CodingBat: Java. Logic-1, Part II

answerCell:

public boolean answerCell(boolean isMorning, boolean isMom, 
		boolean isAsleep) {
	if (isAsleep) return false;
	if (isMorning) return isMom;
	return true;
}

The sample solution on the website is less clean, though:

public boolean answerCell(boolean isMorning, boolean isMom, 
		boolean isAsleep) {
	if (isAsleep) {
		return false;
	}
	if (isMorning && !isMom) {
		return false;
	}
	return true;
}

teaParty:

public int teaParty(int tea, int candy) {
	if (candy < 5 || tea < 5)
		return 0;
	if (candy >= 5 && tea >= 5 && (candy >= 2 * tea || tea >= 2 * candy))
		return 2;
	return 1;
}

twoAsOne:

public boolean twoAsOne(int a, int b, int c) {
		return a + b == c || a + c == b || b + c == a;
}

inOrder:

public boolean inOrder(int a, int b, int c, boolean bOk) {
	if (bOk) return b < c;
	return a < b && b < c;
}

inOrderEqual:

public boolean inOrderEqual(int a, int b, int c, boolean equalOk) {
	if (equalOk) return a <= b && b <= c;
	return a < b && b < c;
}

lastDigit:

public boolean lastDigit(int a, int b, int c) {
	return a % 10 == b % 10 || a % 10 == c % 10 || b % 10 == c % 10;
}

lessBy10:

public boolean lessBy10(int a, int b, int c) {
	return Math.abs(a - c) >= 10 || Math.abs(a - b) >= 10
			|| Math.abs(b - c) >= 10;
}

withoutDoubles:

public int withoutDoubles(int die1, int die2, boolean noDoubles) {
	if (!noDoubles) return die1 + die2;
	if (die1 == die2) return (die1 != 6) ? die1 + die2 + 1 : die1 + 1;
	return die1 + die2;
}

maxMod5:

public int maxMod5(int a, int b) {
	if (a == b) return 0;
	if (a % 5 == b % 5) return (a < b) ? a : b;
	return (a < b) ? b : a;
}

redTicket:

public int redTicket(int a, int b, int c) {
	if (a == b && b == c) return (c == 2) ? 10 : 5;
	if (a != b && a != c) return 1;
	return 0;
}

4 thoughts on “CodingBat: Java.
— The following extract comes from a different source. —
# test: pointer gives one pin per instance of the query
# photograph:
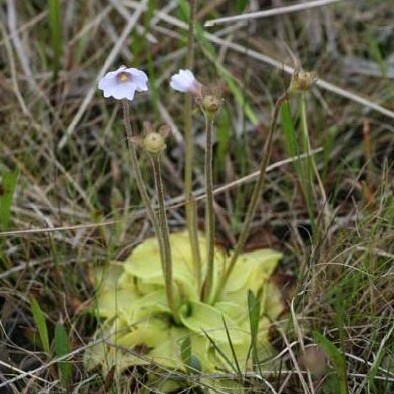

Logic-1, Part II

  1. Nana

    public boolean answerCell(boolean isMorning, boolean isMom, boolean isAsleep) {
    if ( !isMorning && !isAsleep && !isMom)
    return true;
    if ( isMorning && isMom && isAsleep)
    return false;
    if ( isMorning && !isMom && isAsleep)
    return false;
    if ( isMorning && isMom && !isAsleep)
    return true;
    if ( !isMorning && isMom && !isAsleep)
    return true;
    return false;

    }

    Reply
    1. Gregor Ulm Post author

      This solution is certainly a lot less appealing than any of the two examples given above in the post.

      Reply
      1. Gregor Ulm Post author

        Adam,
        nesting the ternary operator leads to rather unreadable code. You can try this yourself. Just wait a few weeks, and then try to figure out what the code you wrote was supposed to do, without looking at the exercise description at CodingBat.